Pennsylvania’s capital city of Harrisburg should pursue negotiations with stakeholders to work out repayment of its outstanding debt before resorting to filing for bankruptcy.
That’s the advice from Cravath, Swaine, and Moore LLP in a 258-page report that analyzes the cash-strapped city’s options for meeting its fiscal challenges.
Harrisburg failed to make $63 million of debt service payments on bonds that it guaranteed to pay for an incinerator, including $16.8 million to replenish debt-service reserve funds, according to a debt report compiled by Alvarez & Marsal LLC and included in Cravath’s analysis. Cravath pegs the total outstanding incinerator debt at $242 million.
Investors have been paid, in full, from debt service reserve funds and payments from co-gaurantor Dauphin County and Assured Guaranty Municipal Corp., insurer of the bonds. The county and AGM are looking to recoup $42 million and $4 million, respectively, that they paid thus far to owners of the incinerator debt and have filed suit against the city and the Harrisburg Authority, issuer of the bonds.
Some officials have pushed for a bankruptcy filing to ease the city’s debt woes. Harrisburg also faces structural deficits and is in the state’s distressed municipalities program, called Act 47.
While the threat of a Chapter 9 filing can help the city persuade Dauphin County, AGM, and bond trustees to craft an alternative repayment plan, Harrisburg should try and forge a compromise with those parties before seeking Chapter 9, according to the Cravath report.
“An immediate move to Chapter 9 is unlikely to address the city’s financial problems successfully unless the city has first made a good-faith attempt to negotiate a consensual agreement,” the report said. “Therefore, whatever role Chapter 9 may have in the city’s future, the Act 47 process and attempts to negotiate a consensual agreement with stakeholders must take center stage for now.”
One strategy is for the city to enter its parking assets into a long-term lease agreement for an up-front payment and for Harrisburg to also sell its incinerator. The Lancaster County Solid Waste Management Authority last month announced that it would pay $45 million for the incinerator and would charge lower tipping fees in the future.

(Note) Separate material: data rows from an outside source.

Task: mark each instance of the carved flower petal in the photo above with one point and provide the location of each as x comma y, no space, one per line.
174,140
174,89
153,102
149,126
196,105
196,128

A parking concession agreement could net a profit of $111 million after parking revenue bonds are defeased. The proceeds, along with the $45 million, could pay off past-due debts and cut the outstanding incinerator bonds down to $150 million. The city could then refinance the $150 million over 15 years at a rate of 4.2%, Alvarez & Marsal said. But the city would still need to find nearly $15 million annually to cover debt-service costs on the remaining bonds, as it would no longer have incinerator revenue to help pay down the debt.
An alternative plan that does not include selling the incinerator would leave $195.5 million of its bonds outstanding to be refinanced over 15 years at a rate of 4.2%. Harrisburg would then have $6 million of debt-service costs each year that is must address even after applying incinerator revenue towards the debt.
Other fiscal initiatives for Harrisburg include additional spending cuts in the city’s operations, improved tax collections, increasing property and/or income taxes, imposing a commuter tax, and refinancing outstanding city general obligation debt and water revenue debt for savings, according to the Cravath report.
Cravath Swaine and Alvarez & Marsal are both advising the City Council on a pro-bono basis. Cravath represents the New York City Off-Track Betting Corp. in its Chapter 9 filing.